Bass pounded through the cavernous space like a heartbeat. Shadows clung to everything, flickering in the dim light of hundreds of candles. Feeling smothered, Cynda struggled to draw a breath in the crush of bodies. Every few minutes a flash of light would pulse through the club, illuminating the couples huddled in the darkest corners.

The music throbbed loud and heavy, making it feel like her bones were resonating in time with the beat. She didn’t know who to look for, so her eyes briefly landed on every face in the crowd.

At the bar she squeezed onto a bar stool between two heavily muscled men and ordered a Jack and coke. Cynda sipped the watered down drink and wondered who had left her the message. The voice had been female, and something tickled her brain and told her she knew who it was.

A tap on her shoulder had her spinning around, slamming her knee into the bar on the way.

“Dang, girl! That had to hurt.” The kid standing in front of her was in his early twenties and had so much metal in his face that it had to be impossible for him to get through airport security.

She absently rubbed the ache in her knee. “What’s up?”
“How ‘bout you come dance with me?” He leered at the cleavage pushing the limits of the corset’s control. He jacked his jeans up and all the chains hanging from his pants rattled loud enough to be heard over the music.

“Thanks, but I don’t think so.” She tried to turn back around, but his hand on her shoulder stopped her. “Look buddy –.”

He leaned in close and spoke in her ear. “Listen, I don’t want to be here any more than you do, okay. You are just supposed to come with me. She said to tell you she had information.”

Cynda gulped the rest of her drink and slid off the stood. Grabbing his hand so she wouldn’t loose him in the throng on the dance floor, she waited for him to lead the way.
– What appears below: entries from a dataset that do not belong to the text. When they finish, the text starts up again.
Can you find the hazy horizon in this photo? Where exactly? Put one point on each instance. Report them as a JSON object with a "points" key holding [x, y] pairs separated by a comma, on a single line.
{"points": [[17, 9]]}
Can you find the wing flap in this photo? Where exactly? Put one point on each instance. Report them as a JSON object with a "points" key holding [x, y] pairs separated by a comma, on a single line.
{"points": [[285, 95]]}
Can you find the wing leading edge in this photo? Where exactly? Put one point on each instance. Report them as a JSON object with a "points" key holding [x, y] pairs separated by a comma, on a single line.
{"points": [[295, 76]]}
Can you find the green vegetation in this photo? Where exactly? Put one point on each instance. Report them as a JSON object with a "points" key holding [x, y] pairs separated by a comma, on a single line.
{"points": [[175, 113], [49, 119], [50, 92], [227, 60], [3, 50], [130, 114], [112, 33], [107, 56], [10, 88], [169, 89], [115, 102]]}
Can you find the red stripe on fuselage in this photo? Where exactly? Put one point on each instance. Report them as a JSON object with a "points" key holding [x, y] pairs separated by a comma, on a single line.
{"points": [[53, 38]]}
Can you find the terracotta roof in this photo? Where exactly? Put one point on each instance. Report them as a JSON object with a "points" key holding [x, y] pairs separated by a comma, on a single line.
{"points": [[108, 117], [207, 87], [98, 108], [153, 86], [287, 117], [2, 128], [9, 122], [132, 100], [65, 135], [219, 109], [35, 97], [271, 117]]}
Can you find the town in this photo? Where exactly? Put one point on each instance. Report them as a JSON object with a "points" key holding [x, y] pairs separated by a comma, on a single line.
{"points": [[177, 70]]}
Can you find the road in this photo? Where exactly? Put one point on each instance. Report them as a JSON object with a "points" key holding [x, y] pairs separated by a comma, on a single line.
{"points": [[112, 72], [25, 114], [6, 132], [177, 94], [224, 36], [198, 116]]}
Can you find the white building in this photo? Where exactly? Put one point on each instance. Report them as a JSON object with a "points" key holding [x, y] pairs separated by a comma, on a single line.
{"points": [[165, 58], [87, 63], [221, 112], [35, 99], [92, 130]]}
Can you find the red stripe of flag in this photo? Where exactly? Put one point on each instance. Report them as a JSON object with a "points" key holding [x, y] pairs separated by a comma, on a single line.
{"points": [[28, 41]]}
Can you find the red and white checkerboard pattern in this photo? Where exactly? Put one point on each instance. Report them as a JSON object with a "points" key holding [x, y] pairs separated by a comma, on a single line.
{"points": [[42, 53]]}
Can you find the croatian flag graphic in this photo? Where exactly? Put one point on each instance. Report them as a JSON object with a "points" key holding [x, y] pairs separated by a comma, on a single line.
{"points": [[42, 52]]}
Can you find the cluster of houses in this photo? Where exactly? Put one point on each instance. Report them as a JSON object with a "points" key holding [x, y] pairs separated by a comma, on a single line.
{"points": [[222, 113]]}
He nodded and the look in his eyes far older than his years made her wonder what had happened to him. He dragged her across the club to a dark hallway that led to the restrooms. “Go into the third stall and wait there.”
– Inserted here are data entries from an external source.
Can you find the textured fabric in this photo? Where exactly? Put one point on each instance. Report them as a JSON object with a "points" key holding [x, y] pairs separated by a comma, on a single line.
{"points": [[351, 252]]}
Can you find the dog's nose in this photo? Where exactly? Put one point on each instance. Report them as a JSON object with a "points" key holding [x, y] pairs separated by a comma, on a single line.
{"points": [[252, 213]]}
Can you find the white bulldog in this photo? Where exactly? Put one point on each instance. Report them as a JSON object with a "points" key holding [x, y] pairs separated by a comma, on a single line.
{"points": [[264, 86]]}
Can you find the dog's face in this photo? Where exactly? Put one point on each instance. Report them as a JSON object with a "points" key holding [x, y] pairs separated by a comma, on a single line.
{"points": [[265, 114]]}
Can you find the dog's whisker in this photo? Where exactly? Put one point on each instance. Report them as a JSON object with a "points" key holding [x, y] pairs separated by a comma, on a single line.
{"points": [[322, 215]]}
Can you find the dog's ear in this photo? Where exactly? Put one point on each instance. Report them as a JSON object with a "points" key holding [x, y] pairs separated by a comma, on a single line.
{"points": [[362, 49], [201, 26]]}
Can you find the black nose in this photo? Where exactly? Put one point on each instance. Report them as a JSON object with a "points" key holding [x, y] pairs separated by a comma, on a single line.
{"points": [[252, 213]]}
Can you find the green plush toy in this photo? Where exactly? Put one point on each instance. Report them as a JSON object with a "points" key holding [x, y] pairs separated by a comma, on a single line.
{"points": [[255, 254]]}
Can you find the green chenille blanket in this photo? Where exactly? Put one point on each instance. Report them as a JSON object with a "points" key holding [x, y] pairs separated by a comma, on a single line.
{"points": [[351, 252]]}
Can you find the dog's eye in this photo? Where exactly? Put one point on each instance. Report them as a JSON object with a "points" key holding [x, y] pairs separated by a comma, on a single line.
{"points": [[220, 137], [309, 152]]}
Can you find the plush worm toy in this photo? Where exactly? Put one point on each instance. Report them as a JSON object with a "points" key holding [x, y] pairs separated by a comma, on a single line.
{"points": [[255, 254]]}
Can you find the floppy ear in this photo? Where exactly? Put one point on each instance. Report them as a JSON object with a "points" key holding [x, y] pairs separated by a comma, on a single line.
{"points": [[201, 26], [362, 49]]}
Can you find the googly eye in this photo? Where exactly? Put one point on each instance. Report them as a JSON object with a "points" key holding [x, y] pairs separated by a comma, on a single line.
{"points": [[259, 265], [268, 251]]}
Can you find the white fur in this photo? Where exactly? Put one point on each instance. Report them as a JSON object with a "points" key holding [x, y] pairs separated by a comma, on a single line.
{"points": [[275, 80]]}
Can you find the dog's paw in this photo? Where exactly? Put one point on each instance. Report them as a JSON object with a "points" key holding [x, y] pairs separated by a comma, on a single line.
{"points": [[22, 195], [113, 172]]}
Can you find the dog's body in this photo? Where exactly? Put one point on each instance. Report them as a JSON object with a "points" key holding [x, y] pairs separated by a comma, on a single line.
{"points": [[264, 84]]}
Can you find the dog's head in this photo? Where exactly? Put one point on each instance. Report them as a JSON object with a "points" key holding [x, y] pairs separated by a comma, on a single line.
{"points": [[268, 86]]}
She started down the hall and again he stopped her. “Watch yourself in there.”


The stall was cramped and covered in graffiti, but within seconds hard hands pulled her out and pushed her against a wall. “Why do you want information on Mayor Ford?”

The same voice from her voice mail.

“I’m doing a story on him.” The rough cinder block wall abraded her face.
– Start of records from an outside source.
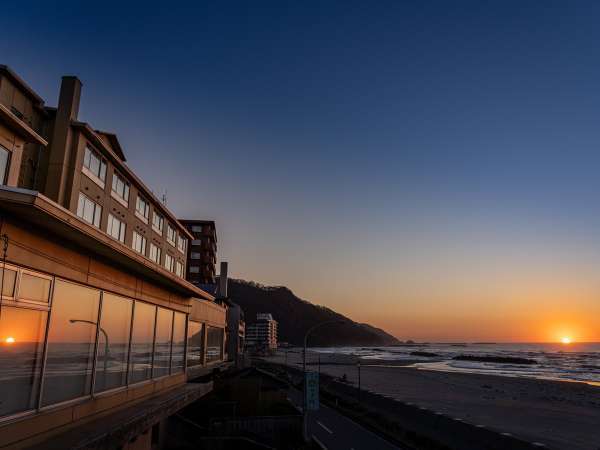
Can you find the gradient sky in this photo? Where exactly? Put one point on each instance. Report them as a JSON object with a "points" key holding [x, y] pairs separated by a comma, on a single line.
{"points": [[429, 167]]}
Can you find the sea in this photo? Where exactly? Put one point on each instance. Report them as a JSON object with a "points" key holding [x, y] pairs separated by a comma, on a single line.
{"points": [[563, 362]]}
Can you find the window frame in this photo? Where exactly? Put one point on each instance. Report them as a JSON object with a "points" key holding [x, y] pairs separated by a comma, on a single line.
{"points": [[144, 241], [126, 189], [143, 216], [122, 228], [96, 207], [87, 171]]}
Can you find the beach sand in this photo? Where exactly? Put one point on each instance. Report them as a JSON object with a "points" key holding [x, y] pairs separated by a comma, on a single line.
{"points": [[561, 415]]}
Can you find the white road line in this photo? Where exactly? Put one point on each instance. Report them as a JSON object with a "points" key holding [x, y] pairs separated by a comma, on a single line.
{"points": [[324, 427]]}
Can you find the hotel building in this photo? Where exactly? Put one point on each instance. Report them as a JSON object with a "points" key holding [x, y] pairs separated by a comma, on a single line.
{"points": [[202, 253], [99, 329], [262, 335]]}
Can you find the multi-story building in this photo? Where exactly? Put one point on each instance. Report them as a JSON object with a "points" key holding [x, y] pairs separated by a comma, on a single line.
{"points": [[202, 252], [262, 334], [98, 325]]}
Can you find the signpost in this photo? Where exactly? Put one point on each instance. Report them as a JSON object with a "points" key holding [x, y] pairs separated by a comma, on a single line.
{"points": [[312, 391]]}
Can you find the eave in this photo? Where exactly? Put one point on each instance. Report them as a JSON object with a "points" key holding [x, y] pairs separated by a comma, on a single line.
{"points": [[33, 207], [20, 127]]}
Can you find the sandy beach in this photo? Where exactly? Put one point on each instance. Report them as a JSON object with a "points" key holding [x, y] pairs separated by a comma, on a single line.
{"points": [[561, 415]]}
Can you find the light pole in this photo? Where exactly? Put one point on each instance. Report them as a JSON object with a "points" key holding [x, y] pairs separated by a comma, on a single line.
{"points": [[304, 410], [105, 341]]}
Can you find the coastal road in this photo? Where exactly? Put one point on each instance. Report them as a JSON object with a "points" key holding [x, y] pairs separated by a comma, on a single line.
{"points": [[335, 431]]}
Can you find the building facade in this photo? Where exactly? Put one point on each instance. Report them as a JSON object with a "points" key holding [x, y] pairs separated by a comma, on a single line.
{"points": [[202, 252], [261, 336], [96, 316]]}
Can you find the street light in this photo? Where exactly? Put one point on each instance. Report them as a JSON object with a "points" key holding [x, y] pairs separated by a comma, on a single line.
{"points": [[105, 341], [304, 410]]}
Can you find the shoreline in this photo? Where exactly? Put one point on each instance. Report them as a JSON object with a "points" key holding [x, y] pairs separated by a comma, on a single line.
{"points": [[558, 414]]}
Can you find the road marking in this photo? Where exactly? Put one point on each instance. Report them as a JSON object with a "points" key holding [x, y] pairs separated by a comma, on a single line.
{"points": [[319, 443], [324, 427]]}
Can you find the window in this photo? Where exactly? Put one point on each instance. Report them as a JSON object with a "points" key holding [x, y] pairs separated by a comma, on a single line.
{"points": [[21, 346], [142, 342], [155, 253], [113, 342], [34, 288], [214, 344], [71, 342], [120, 188], [116, 228], [4, 164], [8, 280], [179, 269], [181, 244], [178, 351], [142, 209], [162, 345], [88, 210], [171, 235], [94, 166], [195, 341], [138, 243], [158, 222]]}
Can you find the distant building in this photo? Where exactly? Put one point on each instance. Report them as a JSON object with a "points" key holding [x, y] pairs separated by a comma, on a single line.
{"points": [[262, 334], [202, 251], [97, 321]]}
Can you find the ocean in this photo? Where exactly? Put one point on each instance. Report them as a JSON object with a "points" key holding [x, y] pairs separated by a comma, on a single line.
{"points": [[563, 362]]}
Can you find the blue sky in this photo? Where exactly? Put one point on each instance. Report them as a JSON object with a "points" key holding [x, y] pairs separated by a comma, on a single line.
{"points": [[394, 161]]}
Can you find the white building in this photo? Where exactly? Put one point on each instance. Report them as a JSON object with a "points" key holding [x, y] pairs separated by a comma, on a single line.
{"points": [[262, 334]]}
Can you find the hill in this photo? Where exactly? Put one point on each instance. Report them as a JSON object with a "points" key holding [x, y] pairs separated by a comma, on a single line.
{"points": [[295, 316]]}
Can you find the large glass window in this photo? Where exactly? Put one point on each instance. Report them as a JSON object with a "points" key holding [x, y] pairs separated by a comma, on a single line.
{"points": [[4, 164], [142, 342], [34, 288], [195, 343], [88, 210], [116, 228], [120, 188], [21, 347], [113, 342], [178, 352], [94, 165], [214, 344], [71, 339], [162, 345]]}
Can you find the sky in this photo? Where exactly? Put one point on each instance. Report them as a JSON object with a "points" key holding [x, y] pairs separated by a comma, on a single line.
{"points": [[428, 167]]}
“Why?” The other woman leaned heavily on Cynda.

“Because I’m a reporter, damn it. That’s my job.” Air flowed into her lungs when the pressure was taken off her back. “Can I turn around.”

“What do you know about, Daniel Ford?”

Cynda turned slowly to face her informant. Shock held her immobile for a second. “Mrs. Ford?”

“What do you know about my husband?” The normally elegant Angela Ford was dressed in leather and chains with enough black eyeliner ringing her eyes to take care of four goth girls. “I’m not going to ask again. Tell me what you know.”

Unease skittered down Cynda’s spine. “I know there is a rumor spreading that he can’t keep his hands off your babysitter.”

The ice in Angela’s eyes was malign. “That son of a bitch has a thing for teenager boys. I’m going to give you all the nasty dirty details and you, my dear are going to make sure he never sees the light of day again.”

Six weeks later a jury of his peers convicted Mayor Daniel Franklin Ford to forty years in prison. His high priced lawyer immediately filed an appeal. Mrs. Angela Ford sat in the court room day after day in her beautiful suits; her manicured hands grasped tightly in her lap and never shed a tear.

Before he left the court room after the verdict, Mayor Ford was handed divorce papers by his wife’s high-priced lawyer. His shocked eyes met hers and she blew him a kiss.